The Faecal Occult Blood Testing Controversy

“Professor Willie Hamilton was involved in drawing up the NICE cancer guidelines which have caused controversy around the use of faecal occult blood testing in the pathway. Both sides of this debate can be read on pages 16 and 17 of the latest copy of the Digest.”  Richard Stevens

Here are his views:

The NICE 2015 guidance was considerably different from the 2005 guidance. Firstly, it used only primary care evidence – as the clinical problem of whom to select for investigation is very much a primary care problem. Secondly it was restructured around symptoms, not cancer sites, on the reasonable grounds that patients present with symptoms, not with possible cancers. Thirdly, it was explicit in its rationale for which patients should be selected for urgent investigation, using a risk of 3% to underpin the recommendations. It also allowed lower risk profiles to be tested if it was possible to do so within primary care. Finally, it explicitly allowed GPs to use their clinical wisdom to override the recommendations where there was good reason to do so. With 350,000 new cancer diagnoses annually in the UK, it was utterly unrealistic to capture the nuances of each and every one in a ‘mere’ 176 recommendations.

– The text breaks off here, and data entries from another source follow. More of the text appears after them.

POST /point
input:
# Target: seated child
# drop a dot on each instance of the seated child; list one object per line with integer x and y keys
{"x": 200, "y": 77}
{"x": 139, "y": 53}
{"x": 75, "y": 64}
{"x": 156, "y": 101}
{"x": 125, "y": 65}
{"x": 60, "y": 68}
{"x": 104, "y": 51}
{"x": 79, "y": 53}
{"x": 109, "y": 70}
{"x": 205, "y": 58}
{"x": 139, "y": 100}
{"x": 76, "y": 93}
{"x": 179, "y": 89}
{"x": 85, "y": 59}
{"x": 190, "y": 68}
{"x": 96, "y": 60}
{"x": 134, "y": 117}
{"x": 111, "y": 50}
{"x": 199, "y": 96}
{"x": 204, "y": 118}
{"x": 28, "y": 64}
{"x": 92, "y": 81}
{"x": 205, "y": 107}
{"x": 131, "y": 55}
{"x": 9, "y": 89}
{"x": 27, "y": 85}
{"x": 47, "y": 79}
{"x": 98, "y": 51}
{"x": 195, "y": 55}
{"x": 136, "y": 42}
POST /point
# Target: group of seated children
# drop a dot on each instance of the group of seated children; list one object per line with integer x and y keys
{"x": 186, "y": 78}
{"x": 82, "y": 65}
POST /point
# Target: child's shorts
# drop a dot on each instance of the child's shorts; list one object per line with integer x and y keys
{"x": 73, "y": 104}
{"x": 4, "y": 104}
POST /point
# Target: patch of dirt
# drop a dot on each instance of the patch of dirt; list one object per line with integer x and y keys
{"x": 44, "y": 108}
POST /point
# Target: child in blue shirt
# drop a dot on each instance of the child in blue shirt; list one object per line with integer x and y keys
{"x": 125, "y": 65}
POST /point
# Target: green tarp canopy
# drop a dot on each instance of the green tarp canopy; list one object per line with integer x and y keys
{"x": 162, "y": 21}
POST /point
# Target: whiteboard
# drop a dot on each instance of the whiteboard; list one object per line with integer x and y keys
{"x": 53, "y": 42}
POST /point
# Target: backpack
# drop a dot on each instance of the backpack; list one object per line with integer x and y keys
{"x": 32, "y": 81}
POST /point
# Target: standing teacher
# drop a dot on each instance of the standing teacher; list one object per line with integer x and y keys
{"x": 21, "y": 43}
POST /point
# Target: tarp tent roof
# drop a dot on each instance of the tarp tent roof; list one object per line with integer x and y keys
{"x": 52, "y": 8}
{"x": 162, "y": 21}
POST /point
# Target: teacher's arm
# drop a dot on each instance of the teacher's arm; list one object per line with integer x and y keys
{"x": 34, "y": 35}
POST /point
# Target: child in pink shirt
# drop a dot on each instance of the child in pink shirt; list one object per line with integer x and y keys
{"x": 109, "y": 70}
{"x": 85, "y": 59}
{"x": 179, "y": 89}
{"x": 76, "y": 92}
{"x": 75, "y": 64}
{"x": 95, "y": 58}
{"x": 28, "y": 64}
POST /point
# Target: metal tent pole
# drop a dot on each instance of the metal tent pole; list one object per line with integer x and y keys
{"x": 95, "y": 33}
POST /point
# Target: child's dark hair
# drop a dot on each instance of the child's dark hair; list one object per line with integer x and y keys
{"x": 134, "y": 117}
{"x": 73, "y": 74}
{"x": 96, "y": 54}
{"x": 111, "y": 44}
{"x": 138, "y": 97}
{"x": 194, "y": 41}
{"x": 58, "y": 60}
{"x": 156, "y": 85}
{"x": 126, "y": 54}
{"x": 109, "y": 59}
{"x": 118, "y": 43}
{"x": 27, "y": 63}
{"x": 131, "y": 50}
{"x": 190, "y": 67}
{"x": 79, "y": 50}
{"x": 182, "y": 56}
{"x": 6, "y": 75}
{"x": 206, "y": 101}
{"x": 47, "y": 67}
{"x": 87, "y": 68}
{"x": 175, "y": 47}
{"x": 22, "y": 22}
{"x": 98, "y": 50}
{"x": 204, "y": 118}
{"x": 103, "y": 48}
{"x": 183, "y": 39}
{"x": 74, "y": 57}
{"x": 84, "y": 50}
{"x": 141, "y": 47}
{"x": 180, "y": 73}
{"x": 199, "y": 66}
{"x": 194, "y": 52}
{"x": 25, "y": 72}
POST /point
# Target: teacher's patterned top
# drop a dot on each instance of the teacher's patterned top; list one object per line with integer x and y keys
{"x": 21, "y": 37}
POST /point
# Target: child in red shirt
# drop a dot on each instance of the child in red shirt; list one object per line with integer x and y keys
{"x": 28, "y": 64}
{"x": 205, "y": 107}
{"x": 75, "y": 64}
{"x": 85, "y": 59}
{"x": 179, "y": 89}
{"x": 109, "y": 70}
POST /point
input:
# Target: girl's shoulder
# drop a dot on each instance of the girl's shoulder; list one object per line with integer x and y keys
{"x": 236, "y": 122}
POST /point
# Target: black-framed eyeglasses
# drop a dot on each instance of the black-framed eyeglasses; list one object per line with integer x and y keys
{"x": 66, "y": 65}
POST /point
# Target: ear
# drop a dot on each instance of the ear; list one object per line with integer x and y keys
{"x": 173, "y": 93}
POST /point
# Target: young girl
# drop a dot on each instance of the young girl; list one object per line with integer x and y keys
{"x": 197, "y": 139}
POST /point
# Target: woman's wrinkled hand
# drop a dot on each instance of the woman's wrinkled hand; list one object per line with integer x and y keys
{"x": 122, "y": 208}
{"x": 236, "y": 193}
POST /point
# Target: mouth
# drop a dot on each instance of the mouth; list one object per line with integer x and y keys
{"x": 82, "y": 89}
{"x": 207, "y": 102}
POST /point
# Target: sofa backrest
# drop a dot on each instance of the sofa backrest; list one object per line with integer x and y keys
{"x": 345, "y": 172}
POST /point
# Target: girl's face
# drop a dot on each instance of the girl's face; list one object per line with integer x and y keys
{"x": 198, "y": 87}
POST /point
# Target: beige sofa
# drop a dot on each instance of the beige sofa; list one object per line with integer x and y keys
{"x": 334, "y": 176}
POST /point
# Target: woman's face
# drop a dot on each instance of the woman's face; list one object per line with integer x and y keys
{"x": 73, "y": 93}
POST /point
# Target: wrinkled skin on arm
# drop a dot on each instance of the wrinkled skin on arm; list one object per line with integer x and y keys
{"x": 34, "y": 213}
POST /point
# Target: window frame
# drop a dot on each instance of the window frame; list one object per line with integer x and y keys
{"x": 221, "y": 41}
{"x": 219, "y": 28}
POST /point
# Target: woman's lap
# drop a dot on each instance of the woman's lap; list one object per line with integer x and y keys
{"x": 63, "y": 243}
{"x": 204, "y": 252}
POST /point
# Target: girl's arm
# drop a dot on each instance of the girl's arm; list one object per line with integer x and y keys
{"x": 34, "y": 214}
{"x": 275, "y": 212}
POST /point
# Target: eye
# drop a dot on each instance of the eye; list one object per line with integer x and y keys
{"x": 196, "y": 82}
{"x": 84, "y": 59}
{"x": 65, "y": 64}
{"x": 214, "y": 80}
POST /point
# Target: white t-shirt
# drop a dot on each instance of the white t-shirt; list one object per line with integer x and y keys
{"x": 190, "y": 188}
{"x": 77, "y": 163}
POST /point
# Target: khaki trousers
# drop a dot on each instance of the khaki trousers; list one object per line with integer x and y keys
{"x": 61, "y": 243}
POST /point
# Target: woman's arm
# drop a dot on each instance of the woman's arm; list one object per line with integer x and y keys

One recommendation caused concern in the GI community: testing for blood in faeces (by faecal occult blood or by faecal immunochemical testing (we didn’t specify which). The patient group to be offered such testing are those who do not qualify for a colonoscopy, and did not qualify in previous guidance. Thus, more patients are being offered testing, which should reduce emergency admissions and deaths from colorectal cancer.

GPs have largely welcomed the guidance; probably this is because it matched their clinical experience. Indeed, there has been a relentless rise in cancer diagnostic activity between the 2005 and the 2015 guidance, which probably reflects GPs liberalising their own personal thresholds for investigation. Oddly, this means the guideline may have less impact than expected/feared (delete as appropriate) – as much of the change has already happened. Even so, it will be good to get the right patients having the right tests at the right time.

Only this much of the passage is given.